Guardie private per la Cnn, l'informazione è militarizzata

La polizia dei giornalisti

15 aprile 2003
Amedeo Ricucci
Fonte: Il Manifesto

Solo poche righe sono state dedicate ieri, dalla stampa italiana, alla notizia che a Tikrit una troupe della CNN ha risposto al fuoco di un gruppo di fedayn che ne ostacolava, armi in pugno, l'ingresso in citta'. E' passata infatti sotto silenzio la scelta fatta dal network di Atlanta di ricorrere ad una societa' privata per garantire la sicurezza in Iraq dei propri giornalisti non "embedded". La societa' in questione si chiama Ake Group ed e' un'agenzia inglese di body-guard molto speciali, specializzati nella sopravvivenza "in ambienti ostili" e reclutati soprattutto fra ex- marines, Delta Forces e Sas. Sono stati i mercenari della Ake, armati di tutto punto, a garantire alla CNN il passaggio clandestino della frontiera fra la Turchia e l'Iraq. E sono stati sempre loro ad organizzare il convoglio della CNN e di altri grandi network americani che ha attraversato qualche giorno fa la frontiera giordana, in direzione di Bagdad. Ufficialmente, solo a Tikrit la scorta della Ake Group avrebbe aperto il fuoco, per "leggitima difesa". Non si sa se ci sono stati morti o feriti da parte irachena, mentre si sa che e' rimasto ferito l'autista curdo della vettura su cui viaggiava l'inviato della CNN, Brent Sadler.
Reporter Sans Frontieres ha gia' duramente stigmatizzato questo comportamento, che inaugura di fatto un nuovo modo di fare giornalismo, contrario a tutte le regole della professione. "E' un precedente molto pericoloso - ha dichiarato il segretario di Rsf, Robert Menard - che rischia di mettere in pericolo tutti gli altri giornalisti che stanno coprendo la guerra". "Una cosa e' indossare giubbotti anti-proiettili e muoversi in auto blindate - ha aggiunto - altro e' ricorrere a societa' private che non esitano a sparare. In questo modo si finisce per non distinguere piu' i giornalisti dai combattenti".
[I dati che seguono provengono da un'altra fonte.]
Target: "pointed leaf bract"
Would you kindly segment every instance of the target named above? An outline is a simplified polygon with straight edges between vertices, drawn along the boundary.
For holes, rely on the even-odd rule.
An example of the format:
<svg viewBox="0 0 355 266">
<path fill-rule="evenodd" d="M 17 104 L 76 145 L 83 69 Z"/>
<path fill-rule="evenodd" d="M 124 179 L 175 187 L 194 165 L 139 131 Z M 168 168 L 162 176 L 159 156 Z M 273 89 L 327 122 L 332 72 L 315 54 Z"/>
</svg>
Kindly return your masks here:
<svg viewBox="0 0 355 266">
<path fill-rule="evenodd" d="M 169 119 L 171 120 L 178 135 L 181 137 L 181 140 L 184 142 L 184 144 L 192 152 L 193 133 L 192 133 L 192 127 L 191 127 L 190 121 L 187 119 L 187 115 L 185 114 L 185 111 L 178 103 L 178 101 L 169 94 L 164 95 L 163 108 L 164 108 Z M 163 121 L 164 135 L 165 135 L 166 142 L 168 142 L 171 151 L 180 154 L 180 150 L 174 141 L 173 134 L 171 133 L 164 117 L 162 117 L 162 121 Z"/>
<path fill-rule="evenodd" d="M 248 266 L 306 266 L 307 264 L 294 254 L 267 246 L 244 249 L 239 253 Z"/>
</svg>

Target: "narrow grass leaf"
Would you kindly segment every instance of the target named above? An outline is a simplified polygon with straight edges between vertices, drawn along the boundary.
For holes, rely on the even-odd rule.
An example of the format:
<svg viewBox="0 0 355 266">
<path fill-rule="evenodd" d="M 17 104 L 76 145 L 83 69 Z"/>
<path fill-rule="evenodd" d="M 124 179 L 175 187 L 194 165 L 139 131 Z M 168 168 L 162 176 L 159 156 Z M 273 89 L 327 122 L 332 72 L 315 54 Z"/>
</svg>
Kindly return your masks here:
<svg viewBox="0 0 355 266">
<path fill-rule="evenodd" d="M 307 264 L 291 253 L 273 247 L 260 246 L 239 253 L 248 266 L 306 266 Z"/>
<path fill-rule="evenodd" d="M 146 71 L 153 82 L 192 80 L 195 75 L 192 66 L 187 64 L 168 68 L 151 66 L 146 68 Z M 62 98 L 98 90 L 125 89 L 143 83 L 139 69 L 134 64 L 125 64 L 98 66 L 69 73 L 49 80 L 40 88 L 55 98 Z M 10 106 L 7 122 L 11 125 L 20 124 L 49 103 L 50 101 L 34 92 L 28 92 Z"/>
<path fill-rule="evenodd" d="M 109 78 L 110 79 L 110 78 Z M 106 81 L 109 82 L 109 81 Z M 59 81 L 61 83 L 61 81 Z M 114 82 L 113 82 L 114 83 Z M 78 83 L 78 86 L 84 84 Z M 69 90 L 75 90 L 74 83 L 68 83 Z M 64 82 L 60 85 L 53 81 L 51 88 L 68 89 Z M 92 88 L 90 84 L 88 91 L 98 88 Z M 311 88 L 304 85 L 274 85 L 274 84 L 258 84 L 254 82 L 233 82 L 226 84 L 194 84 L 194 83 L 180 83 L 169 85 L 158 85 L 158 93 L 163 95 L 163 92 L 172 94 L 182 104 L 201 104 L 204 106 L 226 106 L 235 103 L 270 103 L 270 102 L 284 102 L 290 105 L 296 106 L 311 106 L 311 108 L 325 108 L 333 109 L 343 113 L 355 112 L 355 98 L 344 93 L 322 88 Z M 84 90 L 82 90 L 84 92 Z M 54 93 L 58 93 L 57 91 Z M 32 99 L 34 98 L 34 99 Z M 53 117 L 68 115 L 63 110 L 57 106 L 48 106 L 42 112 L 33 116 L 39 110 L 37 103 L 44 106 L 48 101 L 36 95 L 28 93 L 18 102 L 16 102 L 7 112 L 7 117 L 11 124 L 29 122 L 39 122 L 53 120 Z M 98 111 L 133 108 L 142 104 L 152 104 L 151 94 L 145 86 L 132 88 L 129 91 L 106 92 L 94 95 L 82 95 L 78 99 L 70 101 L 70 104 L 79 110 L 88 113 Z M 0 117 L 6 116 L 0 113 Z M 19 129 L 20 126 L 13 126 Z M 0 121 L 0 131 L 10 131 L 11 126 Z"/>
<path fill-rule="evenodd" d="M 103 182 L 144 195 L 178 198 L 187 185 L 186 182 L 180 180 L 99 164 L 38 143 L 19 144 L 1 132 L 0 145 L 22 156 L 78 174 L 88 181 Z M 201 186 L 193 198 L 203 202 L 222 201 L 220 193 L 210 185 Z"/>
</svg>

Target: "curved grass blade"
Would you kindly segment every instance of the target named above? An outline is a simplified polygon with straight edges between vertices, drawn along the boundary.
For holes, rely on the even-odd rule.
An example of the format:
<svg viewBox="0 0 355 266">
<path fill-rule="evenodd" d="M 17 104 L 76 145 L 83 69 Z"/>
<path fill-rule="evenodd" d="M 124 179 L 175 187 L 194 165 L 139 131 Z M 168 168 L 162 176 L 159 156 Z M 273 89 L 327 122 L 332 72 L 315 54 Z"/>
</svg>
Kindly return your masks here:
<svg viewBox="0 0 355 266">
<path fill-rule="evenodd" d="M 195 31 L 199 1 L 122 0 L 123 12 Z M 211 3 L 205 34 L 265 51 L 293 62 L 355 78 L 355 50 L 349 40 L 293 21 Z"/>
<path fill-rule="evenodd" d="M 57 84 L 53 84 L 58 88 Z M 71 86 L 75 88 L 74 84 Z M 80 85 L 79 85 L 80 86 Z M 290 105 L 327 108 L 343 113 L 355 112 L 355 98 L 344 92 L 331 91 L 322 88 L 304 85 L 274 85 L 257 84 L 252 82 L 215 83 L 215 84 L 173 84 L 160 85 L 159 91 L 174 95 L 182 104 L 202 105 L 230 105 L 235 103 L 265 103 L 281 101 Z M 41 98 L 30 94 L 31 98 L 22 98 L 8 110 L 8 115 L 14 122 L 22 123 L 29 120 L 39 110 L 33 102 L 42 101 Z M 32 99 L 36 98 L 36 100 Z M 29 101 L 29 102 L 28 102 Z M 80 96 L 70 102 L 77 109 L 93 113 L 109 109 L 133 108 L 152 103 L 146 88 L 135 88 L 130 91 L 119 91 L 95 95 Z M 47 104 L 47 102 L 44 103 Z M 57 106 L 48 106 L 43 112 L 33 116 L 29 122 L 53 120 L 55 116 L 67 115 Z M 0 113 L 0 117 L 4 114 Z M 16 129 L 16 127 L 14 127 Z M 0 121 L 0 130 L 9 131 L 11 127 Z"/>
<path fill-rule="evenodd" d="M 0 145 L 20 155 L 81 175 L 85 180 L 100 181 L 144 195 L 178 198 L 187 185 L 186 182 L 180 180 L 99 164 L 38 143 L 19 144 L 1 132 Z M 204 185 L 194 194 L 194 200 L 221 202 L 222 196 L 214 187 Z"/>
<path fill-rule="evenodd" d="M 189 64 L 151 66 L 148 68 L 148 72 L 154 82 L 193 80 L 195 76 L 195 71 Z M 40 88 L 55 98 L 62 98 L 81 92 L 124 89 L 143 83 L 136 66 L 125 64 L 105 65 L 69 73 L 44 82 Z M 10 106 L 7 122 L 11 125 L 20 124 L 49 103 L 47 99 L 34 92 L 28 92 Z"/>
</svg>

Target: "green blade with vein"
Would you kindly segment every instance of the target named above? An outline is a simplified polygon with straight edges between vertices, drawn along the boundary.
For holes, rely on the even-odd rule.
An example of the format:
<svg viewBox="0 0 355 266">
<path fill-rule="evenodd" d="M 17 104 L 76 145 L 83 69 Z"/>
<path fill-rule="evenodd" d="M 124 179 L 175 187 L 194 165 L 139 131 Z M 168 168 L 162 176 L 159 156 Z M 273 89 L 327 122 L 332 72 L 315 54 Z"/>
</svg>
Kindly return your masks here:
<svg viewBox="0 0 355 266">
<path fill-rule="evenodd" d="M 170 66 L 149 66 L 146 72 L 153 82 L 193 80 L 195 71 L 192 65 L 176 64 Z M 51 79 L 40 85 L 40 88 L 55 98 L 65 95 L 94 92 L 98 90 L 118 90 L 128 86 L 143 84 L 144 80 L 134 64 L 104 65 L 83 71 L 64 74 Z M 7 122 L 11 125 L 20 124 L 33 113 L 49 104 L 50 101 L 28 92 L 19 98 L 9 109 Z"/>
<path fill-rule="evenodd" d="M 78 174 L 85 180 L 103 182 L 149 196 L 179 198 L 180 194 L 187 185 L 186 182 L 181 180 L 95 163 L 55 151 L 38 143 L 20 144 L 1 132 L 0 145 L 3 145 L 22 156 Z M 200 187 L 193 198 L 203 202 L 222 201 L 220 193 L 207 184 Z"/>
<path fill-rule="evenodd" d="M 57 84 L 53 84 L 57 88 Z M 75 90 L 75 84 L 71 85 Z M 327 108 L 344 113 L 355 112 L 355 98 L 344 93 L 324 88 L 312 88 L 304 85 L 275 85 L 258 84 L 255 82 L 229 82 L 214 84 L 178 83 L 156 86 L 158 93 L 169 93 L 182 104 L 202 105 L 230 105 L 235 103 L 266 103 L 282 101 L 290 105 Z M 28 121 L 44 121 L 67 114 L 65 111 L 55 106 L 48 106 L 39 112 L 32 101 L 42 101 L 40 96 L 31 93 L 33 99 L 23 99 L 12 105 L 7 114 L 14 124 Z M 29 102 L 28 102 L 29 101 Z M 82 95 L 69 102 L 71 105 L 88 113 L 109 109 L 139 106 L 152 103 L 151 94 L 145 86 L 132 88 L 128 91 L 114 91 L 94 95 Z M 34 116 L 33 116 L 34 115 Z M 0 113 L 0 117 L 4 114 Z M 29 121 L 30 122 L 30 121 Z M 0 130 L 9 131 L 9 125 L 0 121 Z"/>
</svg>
A pensarci bene, in realta', la scelta della CNN e' del tutto omogenea alla logica del Pentagono, che ha fatto di tutto per "militarizzare" l'informazione su questa seconda guerra in Iraq. Incastonando i giornalisti nella propria macchina militare, il Pentagono ha dato infatti all'opinione pubblica internazionale l'illusione di una guerra "in diretta", che pero' veniva vista tutta dalla parte della coalizione anglo-americana. Telecamere e macchine fotografiche sono state sempre accuratamente posizionate sui tank oppure dietro i soldati a stelle e striscie, mai dietro gli iracheni, generando in noi spettatori un'efficacissima quanto ineludibile sensazione di partecipazione alla "liberazione" del Paese. E non a caso, quando la prospettiva si e' invertita - come per i giornalisti indipendenti, non "embedded", rimasti a Bagdad sotto i bombardamenti - la cronaca di questa guerra si e' fatta piu' realistica, a volte drammatica (e piu' fastidiosa per i governi occidentali belligeranti). Con tutti i rischi del caso, vedi le cannonate finite "per errore" sui giornalisti che stavano all'Hotel Palestine.

A guerra finita, ci sara' molto da riflettere sulla copertura che hanno offerto i media e, soprattutto, su come rischia di cambiare il loro ruolo. Ma e' significativo che il Pentagono si dichiari gia' "molto soddisfatto" della sua nuova politica di "apertura", dopo che per anni i media erano stati tenuti il piu' possibile lontani dal campo di battaglia. Come ha spiegato alla AFP il numero due dell'Ufficio Stampa del Pentagono, Bryan Whitman, "grazie ai quasi 600 giornalisti che sono stati incorporati nella macchina bellica siamo riusciti a far vedere come sono ben equipaggiate, addestrate, dirette e motivate le forze armate americane". "Questi giornalisti - ha poi aggiunto - hanno lavorato in nome della verita', contro le menzogne di Saddam Hussein". Sara', ma l'impressione e' che in questo modo molti giornalisti siano diventati dei soldati, e non solo perche' vittime della censura (o dell'auto-censura). La "militarizzazione" della CNN, con le sue guardie del colpo che sparano a destra e a manca, e' da questo punto di vista solo la punta dell'iceberg, in un meccanismo complesso che rischia di stravolgere le regole dell'informazione, minacciandone l'indipendenza e l'autonomia. A farne le spese, come sempre, e' l'opinione pubblica, cui la guerra viene servita sempre di piu' come uno spettacolo pre-confezionato, destinato soprattutto a non turbare le coscienze.